Nous retrouvons dans cette situation le trajet d'une question qui vient au praticien et à laquelle il doit répondre, comme dans un mouvement de renvoi. La situation questionnante de Souriau pointe un détournement au cours du trajet, détournement dont le praticien ne connait pas à l'avance la direction qu'il va prendre. Cependant, autour de cette question, il nous faut aussi envisager le milieu, c'est-à-dire l' ensemble relationnel entre humains et non-humains au sein duquelle elle se pose. Est-ce alors le matériau ou l'œuvre en train de se faire qui pose question ? Est-ce vraiment une question que l'artiste se pose à lui-même ? Est-ce lui qui pose la question à l'œuvre en devenir ?

À partir de notre expérience pratique nous posons alors le postulat, que tous ces types de questions et d'autres encore sont au cœur de la situation questionnante qui anime le travail d'atelier. Il s'établi là, une sorte de jeu de questions-réponses en lien avec la dimension expérimentale du projet. De la correspondance sensible qui se constitue au fil de la conduite instauratrice, émergera au cours du trajet : une forme, un objet, une œuvre.


Rangement du matériel pour la mise œuvre de la cire d'abeille et séchage d'essais en pâte à papier dans les anciens clapiers à lapins, Rondillon, Loupiac, septembre 2020. Image : Claire Azéma.

Il me semble qu'au cours de mon trajet, il me fallait faire-atelier avant toute autre opération instauratrice. Cependant, il s'agissait peut-être ici de faire-atelier au fur et à mesure que je conduisais mes expérimentations formelles. En effet, puisque je devais sans cesse trouver de nouveaux moyens ou de nouvelles ressources pour poursuivre mes recherches créatives, j'ai dû tout au long du projet détourner de nouveaux outils, ustensiles et appareils. Ainsi, le praticien ferait-il atelier dès lors qu'il mène une conduite instauratrice ? En effet, Souriau, ne parle pas d'atelier, le lieu de pratique au fond importe peu, c'est la situation (questionnante) qui conditionne la conduite instauratrice.

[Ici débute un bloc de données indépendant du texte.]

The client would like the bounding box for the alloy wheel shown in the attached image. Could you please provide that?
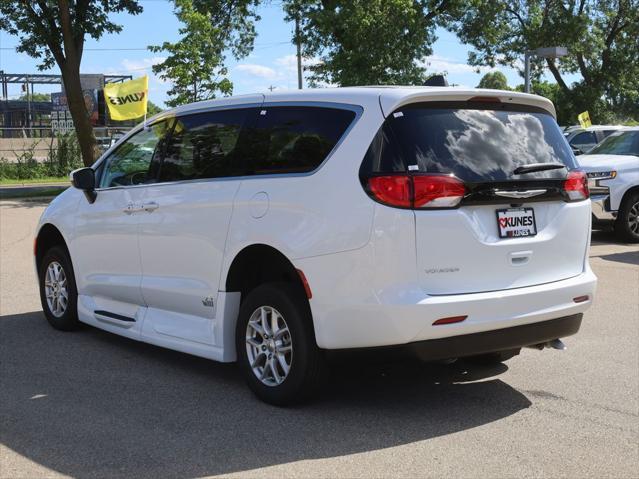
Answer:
[246,306,293,386]
[628,201,639,235]
[44,261,69,318]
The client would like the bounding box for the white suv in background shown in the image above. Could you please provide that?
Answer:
[35,87,596,404]
[578,127,639,243]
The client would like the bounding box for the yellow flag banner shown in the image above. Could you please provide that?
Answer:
[104,75,149,120]
[577,111,592,128]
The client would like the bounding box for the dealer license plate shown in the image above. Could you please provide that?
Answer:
[497,208,537,238]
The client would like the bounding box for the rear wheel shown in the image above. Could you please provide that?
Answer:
[236,283,325,406]
[615,192,639,243]
[38,246,80,331]
[464,349,521,366]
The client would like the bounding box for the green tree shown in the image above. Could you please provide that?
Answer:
[284,0,463,86]
[477,71,510,90]
[453,0,639,123]
[0,0,142,165]
[149,0,259,106]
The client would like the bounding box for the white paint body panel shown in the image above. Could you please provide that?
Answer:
[39,88,596,361]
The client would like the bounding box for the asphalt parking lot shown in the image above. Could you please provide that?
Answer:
[0,201,639,478]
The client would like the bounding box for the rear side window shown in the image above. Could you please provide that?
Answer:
[360,102,576,183]
[245,107,355,175]
[570,131,597,145]
[588,131,639,155]
[159,109,251,182]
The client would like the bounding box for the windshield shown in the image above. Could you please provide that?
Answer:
[588,131,639,156]
[382,103,576,182]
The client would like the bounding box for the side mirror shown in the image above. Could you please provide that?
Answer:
[69,168,98,203]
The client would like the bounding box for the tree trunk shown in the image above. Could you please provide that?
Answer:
[61,62,96,166]
[56,0,96,166]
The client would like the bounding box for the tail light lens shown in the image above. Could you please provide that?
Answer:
[564,170,590,201]
[368,176,411,208]
[367,175,466,208]
[413,175,466,208]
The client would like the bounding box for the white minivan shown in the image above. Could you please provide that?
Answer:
[35,87,597,404]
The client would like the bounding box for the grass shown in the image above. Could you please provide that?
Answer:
[0,176,69,186]
[0,186,66,200]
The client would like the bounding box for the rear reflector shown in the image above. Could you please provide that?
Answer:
[564,170,590,201]
[297,269,313,299]
[368,174,466,208]
[433,316,468,326]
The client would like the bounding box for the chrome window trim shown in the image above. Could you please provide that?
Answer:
[93,101,364,192]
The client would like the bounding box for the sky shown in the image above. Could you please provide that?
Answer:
[0,0,560,106]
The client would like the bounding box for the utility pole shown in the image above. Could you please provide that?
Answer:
[295,7,302,90]
[25,76,31,137]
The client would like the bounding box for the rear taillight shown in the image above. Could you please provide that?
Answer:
[368,176,411,208]
[564,170,590,201]
[367,175,466,208]
[413,175,466,208]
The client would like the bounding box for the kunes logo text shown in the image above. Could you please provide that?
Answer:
[109,91,145,105]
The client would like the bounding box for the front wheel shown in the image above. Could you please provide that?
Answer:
[615,192,639,243]
[38,246,80,331]
[236,283,325,406]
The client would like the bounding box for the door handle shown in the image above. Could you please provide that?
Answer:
[122,201,142,215]
[142,201,160,213]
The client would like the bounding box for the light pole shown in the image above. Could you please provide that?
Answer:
[524,47,568,93]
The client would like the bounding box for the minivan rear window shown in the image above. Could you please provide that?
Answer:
[361,102,577,183]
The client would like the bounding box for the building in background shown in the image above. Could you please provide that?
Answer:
[0,71,134,138]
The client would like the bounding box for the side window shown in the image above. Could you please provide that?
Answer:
[360,122,406,178]
[100,121,168,188]
[159,109,251,182]
[247,107,355,175]
[570,131,597,145]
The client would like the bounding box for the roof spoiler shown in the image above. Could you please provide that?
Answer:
[424,75,449,86]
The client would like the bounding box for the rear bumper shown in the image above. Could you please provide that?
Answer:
[404,313,583,360]
[590,195,617,221]
[330,313,583,361]
[311,268,597,350]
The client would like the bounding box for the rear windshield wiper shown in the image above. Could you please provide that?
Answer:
[513,163,566,175]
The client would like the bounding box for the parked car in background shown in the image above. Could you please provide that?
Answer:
[35,87,597,404]
[577,127,639,243]
[564,125,624,155]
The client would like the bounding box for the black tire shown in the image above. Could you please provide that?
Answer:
[38,246,81,331]
[464,349,521,366]
[615,191,639,243]
[235,283,326,406]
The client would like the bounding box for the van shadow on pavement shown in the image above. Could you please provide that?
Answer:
[0,312,531,477]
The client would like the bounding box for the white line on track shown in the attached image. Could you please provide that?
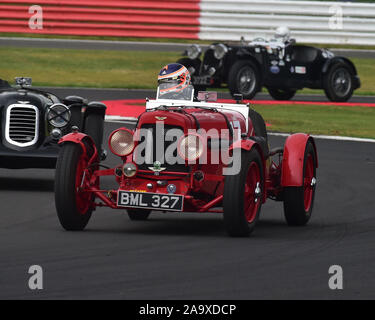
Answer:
[268,132,375,143]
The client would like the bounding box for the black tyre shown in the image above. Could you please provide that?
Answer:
[177,58,207,94]
[228,60,260,99]
[223,149,264,237]
[126,209,151,221]
[284,141,317,226]
[85,113,104,153]
[323,62,354,102]
[55,143,93,231]
[268,88,296,100]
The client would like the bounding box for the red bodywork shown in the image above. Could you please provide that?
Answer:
[60,108,315,212]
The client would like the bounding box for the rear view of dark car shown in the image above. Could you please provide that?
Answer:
[178,38,360,102]
[0,78,106,169]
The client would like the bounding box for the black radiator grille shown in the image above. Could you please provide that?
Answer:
[7,106,38,145]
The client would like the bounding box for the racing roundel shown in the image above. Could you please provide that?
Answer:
[270,66,280,74]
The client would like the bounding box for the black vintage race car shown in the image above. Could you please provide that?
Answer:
[0,78,106,169]
[178,38,360,102]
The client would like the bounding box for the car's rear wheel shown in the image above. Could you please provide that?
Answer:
[323,62,354,102]
[228,60,260,99]
[55,143,94,231]
[268,88,296,100]
[223,149,264,237]
[126,209,151,221]
[284,141,317,226]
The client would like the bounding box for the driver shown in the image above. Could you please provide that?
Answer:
[274,26,290,44]
[158,63,192,100]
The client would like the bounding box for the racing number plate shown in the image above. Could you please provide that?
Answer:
[117,190,184,211]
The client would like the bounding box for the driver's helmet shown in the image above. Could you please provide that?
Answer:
[158,63,191,94]
[275,26,290,42]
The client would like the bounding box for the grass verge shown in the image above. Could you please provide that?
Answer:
[0,47,180,89]
[0,47,375,95]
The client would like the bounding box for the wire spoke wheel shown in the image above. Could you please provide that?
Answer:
[244,162,261,223]
[55,143,95,231]
[284,141,317,226]
[223,148,264,237]
[237,66,255,95]
[75,154,91,214]
[228,60,261,99]
[332,68,352,97]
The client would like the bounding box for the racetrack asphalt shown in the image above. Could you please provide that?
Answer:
[0,89,375,299]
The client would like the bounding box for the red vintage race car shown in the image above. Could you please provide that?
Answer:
[55,87,318,236]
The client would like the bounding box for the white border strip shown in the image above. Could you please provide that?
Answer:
[267,132,375,143]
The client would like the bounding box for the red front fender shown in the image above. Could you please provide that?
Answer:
[281,133,318,187]
[58,132,98,156]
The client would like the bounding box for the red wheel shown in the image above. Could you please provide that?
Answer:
[303,153,315,211]
[55,143,94,231]
[223,149,264,237]
[284,141,316,226]
[75,155,92,214]
[244,162,261,223]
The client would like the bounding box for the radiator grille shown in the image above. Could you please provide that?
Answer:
[135,124,189,172]
[5,104,39,147]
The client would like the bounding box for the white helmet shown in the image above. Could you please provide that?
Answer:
[275,26,290,41]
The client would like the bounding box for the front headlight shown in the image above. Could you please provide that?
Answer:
[177,134,204,162]
[109,128,134,157]
[214,43,228,60]
[186,44,202,60]
[123,162,137,178]
[47,103,72,128]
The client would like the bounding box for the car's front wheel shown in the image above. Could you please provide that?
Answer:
[85,113,104,153]
[323,62,354,102]
[228,60,260,99]
[55,143,94,231]
[284,141,317,226]
[223,149,264,237]
[268,88,296,100]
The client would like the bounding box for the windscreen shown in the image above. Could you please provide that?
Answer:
[157,81,194,101]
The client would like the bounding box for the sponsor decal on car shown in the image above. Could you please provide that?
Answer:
[295,66,306,74]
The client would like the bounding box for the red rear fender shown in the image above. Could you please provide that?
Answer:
[281,133,318,187]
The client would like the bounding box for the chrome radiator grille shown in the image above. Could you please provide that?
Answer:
[5,104,39,147]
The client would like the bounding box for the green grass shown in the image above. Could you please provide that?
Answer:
[252,105,375,139]
[0,47,180,89]
[0,47,375,95]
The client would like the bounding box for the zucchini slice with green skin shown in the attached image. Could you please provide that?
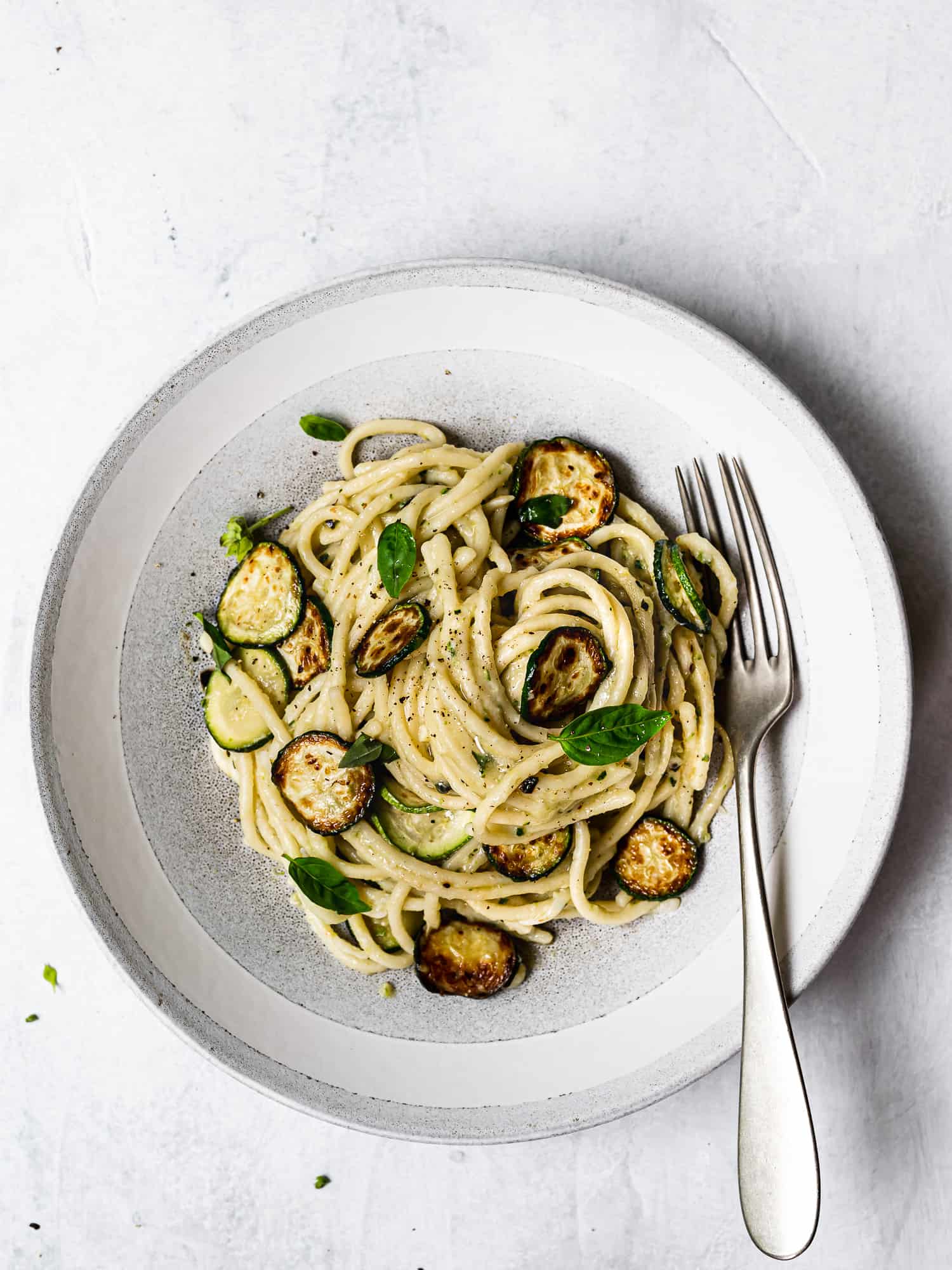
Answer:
[364,913,423,952]
[509,538,600,582]
[612,815,698,899]
[202,648,289,753]
[513,437,618,544]
[414,918,519,998]
[371,798,475,861]
[482,826,572,881]
[380,785,443,815]
[272,732,376,834]
[217,542,306,648]
[278,597,334,688]
[519,626,612,726]
[655,538,711,635]
[354,599,430,679]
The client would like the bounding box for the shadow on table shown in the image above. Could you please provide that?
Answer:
[665,283,952,1241]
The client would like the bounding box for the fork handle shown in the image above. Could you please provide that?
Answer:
[736,748,820,1260]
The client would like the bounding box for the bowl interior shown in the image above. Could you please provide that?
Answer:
[32,262,910,1140]
[121,352,809,1041]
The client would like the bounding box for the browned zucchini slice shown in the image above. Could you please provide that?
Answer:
[278,598,334,688]
[354,599,430,679]
[415,918,519,997]
[482,826,572,881]
[218,542,305,648]
[272,732,376,833]
[513,437,618,542]
[519,626,612,726]
[613,815,698,899]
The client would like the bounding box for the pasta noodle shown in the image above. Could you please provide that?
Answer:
[202,419,736,974]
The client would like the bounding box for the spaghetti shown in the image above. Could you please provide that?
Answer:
[202,419,736,974]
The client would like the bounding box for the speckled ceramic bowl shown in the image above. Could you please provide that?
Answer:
[32,262,910,1140]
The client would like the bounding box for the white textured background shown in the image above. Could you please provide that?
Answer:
[0,0,952,1270]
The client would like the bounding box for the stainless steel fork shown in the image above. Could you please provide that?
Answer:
[678,457,820,1261]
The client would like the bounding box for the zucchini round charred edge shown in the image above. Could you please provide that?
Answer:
[217,542,306,648]
[655,538,711,635]
[612,815,698,899]
[202,648,289,753]
[371,798,475,861]
[354,599,430,679]
[272,732,376,834]
[414,918,519,998]
[278,596,334,688]
[509,538,600,582]
[513,437,618,544]
[519,626,612,726]
[482,826,572,881]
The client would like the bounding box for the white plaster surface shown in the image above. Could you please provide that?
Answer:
[0,0,952,1270]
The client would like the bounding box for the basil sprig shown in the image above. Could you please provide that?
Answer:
[519,494,572,530]
[377,521,416,599]
[338,732,397,767]
[284,855,371,913]
[218,507,291,564]
[192,613,231,679]
[553,705,671,767]
[301,414,348,441]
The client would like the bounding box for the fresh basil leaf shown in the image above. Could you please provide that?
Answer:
[470,749,495,776]
[338,732,397,767]
[218,507,292,564]
[555,705,671,767]
[301,414,348,441]
[519,494,572,530]
[284,856,371,913]
[377,521,416,599]
[192,613,231,682]
[218,516,254,563]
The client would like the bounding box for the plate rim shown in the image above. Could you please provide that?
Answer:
[29,258,913,1143]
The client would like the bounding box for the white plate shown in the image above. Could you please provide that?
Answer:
[32,262,910,1140]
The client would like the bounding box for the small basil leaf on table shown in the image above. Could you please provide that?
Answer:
[192,613,231,679]
[377,521,416,599]
[519,494,572,530]
[301,414,348,441]
[284,856,371,913]
[553,705,671,767]
[338,732,397,767]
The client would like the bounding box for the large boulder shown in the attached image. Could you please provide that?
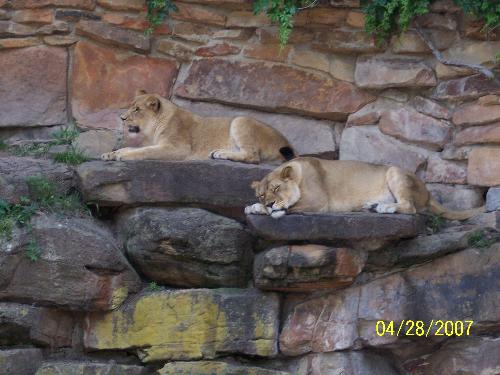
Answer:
[0,349,43,375]
[280,244,500,355]
[254,245,366,292]
[0,215,140,311]
[0,46,68,127]
[77,160,273,214]
[0,302,75,348]
[71,41,177,129]
[0,156,76,203]
[247,212,422,243]
[84,289,279,362]
[176,59,375,120]
[118,208,253,288]
[35,361,149,375]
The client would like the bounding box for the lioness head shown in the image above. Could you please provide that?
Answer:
[251,163,300,211]
[120,90,161,133]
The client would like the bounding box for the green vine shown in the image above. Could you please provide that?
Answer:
[144,0,177,35]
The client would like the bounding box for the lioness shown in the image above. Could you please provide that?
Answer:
[245,157,484,220]
[101,91,293,164]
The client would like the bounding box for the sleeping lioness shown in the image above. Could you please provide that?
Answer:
[245,157,484,220]
[101,91,293,164]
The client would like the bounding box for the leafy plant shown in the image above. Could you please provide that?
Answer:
[144,0,177,35]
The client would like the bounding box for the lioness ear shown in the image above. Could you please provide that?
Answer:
[280,165,293,180]
[146,96,160,112]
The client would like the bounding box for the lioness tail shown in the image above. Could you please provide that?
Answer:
[279,146,295,161]
[429,198,486,220]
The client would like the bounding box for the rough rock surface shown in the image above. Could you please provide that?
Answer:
[176,59,375,120]
[254,245,365,292]
[35,361,148,375]
[0,216,140,311]
[0,156,75,203]
[77,161,272,210]
[0,46,68,127]
[84,289,279,362]
[354,57,437,89]
[0,349,43,375]
[71,41,177,129]
[0,302,74,348]
[280,244,500,355]
[247,212,420,243]
[117,208,253,288]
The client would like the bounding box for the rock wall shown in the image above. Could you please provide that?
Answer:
[0,0,500,375]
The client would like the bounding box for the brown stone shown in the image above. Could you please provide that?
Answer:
[243,44,291,62]
[97,0,146,11]
[453,123,500,146]
[313,29,382,53]
[294,7,348,27]
[280,244,500,356]
[425,157,467,184]
[156,39,196,61]
[354,57,436,89]
[0,302,74,348]
[173,2,226,26]
[378,108,451,150]
[71,41,177,129]
[255,26,314,44]
[340,126,426,172]
[292,50,330,72]
[417,13,457,31]
[433,74,500,100]
[43,35,78,46]
[467,147,500,186]
[410,96,451,120]
[102,13,172,35]
[453,102,500,126]
[195,43,241,57]
[0,46,68,127]
[10,0,95,10]
[254,245,365,292]
[12,9,54,24]
[0,38,40,50]
[0,21,36,38]
[176,59,374,119]
[226,11,271,27]
[76,20,151,52]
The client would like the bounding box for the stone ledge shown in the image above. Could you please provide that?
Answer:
[77,160,272,210]
[247,212,423,242]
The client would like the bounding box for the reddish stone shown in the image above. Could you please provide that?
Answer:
[453,123,500,146]
[195,43,240,57]
[433,74,500,100]
[425,157,467,184]
[76,20,151,52]
[176,59,374,119]
[378,108,451,150]
[453,102,500,126]
[10,0,95,10]
[0,46,68,127]
[72,42,177,129]
[170,3,226,26]
[467,147,500,186]
[354,57,436,89]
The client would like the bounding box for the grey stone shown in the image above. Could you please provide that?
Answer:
[117,208,252,288]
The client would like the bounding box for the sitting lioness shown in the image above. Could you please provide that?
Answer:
[101,91,294,164]
[245,157,484,220]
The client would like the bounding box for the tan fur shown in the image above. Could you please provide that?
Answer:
[101,92,290,163]
[245,157,484,220]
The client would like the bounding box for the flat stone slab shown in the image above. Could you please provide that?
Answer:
[247,212,422,242]
[77,160,273,209]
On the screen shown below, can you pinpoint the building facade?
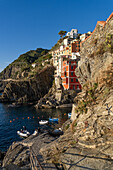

L'atelier serait donc à entendre comme un ensemble de relations entre un(ou des) humain(s) et des actants non-humains, un milieu, qui s'établit au cours de la pratique, plutôt qu'un lieu topographique fixé à l'avance. L'atelier d'artiste traditionnel — local bénéficiant de la lumière du jour, équipé de chevalets, de toiles et de matériel de peinture, par exemple — serait alors un cas particulier, constitué pour optimiser les conditions de la conduite instauratrice. Il nous semble pourtant plus intéressant ici, de pointer l'idée que le praticien fait atelier en même temps qu'il fait œuvre au cours du trajet instaurateur. Là, reposerait une forme d'appropriation du milieu de pratique, une forme singulière d'appropriation produite au cours d'une expérience qui l'est tout autant. Il serait possible alors d'avancer que le processus instaure simultanément dans la pratique, l'atelier et l'œuvre. Comment s'articulent alors l'instauration de l'atelier et l'appropriation du milieu de pratique ? Que signifie cette appropriation ?

2. La Kitchen-litho, modifier le milieu technique : appropriation de l'atelier.

2.1. Passer de l'atelier du graveur à la lithographie dans la cuisine.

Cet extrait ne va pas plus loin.